I wonder what they’re doing to combat the growth rate of their data. A 13x speed up, or 82% cost reduction is great, but doesn’t seem significant enough compared to the growth of the business and (my assumption) demand for adding new data sources and added data to existing sources.
Like, if the current latency is ~60 minutes for 90% of updates, will it ever be better than that? Won’t it just slowly degrade until the next multi-year migration?
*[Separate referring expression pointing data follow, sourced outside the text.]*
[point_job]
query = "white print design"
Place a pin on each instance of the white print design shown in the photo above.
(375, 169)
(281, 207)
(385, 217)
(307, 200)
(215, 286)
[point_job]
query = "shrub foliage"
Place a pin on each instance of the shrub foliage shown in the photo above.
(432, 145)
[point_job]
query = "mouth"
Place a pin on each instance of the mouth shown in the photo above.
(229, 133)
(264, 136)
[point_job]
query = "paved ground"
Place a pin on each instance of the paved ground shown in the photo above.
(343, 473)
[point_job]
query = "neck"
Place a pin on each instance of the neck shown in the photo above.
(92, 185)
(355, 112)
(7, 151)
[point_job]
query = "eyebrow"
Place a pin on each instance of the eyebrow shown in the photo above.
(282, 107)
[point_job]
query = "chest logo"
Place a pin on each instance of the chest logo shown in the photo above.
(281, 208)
PS: this article was infuriating to read on iPad - it kept jumping back to the top of the page and couldn’t figure out why
As noted in the bottom of the design doc at https://github.com/ray-project/deltacat/blob/main/deltacat/c..., we also improved the runtime efficiency of compaction from O(nlogn) to O(n). However, a lot of this also comes down to making intentional data engineering decisions to control how physical data is laid out (and retained) across files to keep reads/writes as localized as possible. For example, we found that grouping records according to the date they were last updated to be very helpful, as outlined in our 2022 Ray Summit talk: https://youtu.be/u1XqELIRabI?t=1589.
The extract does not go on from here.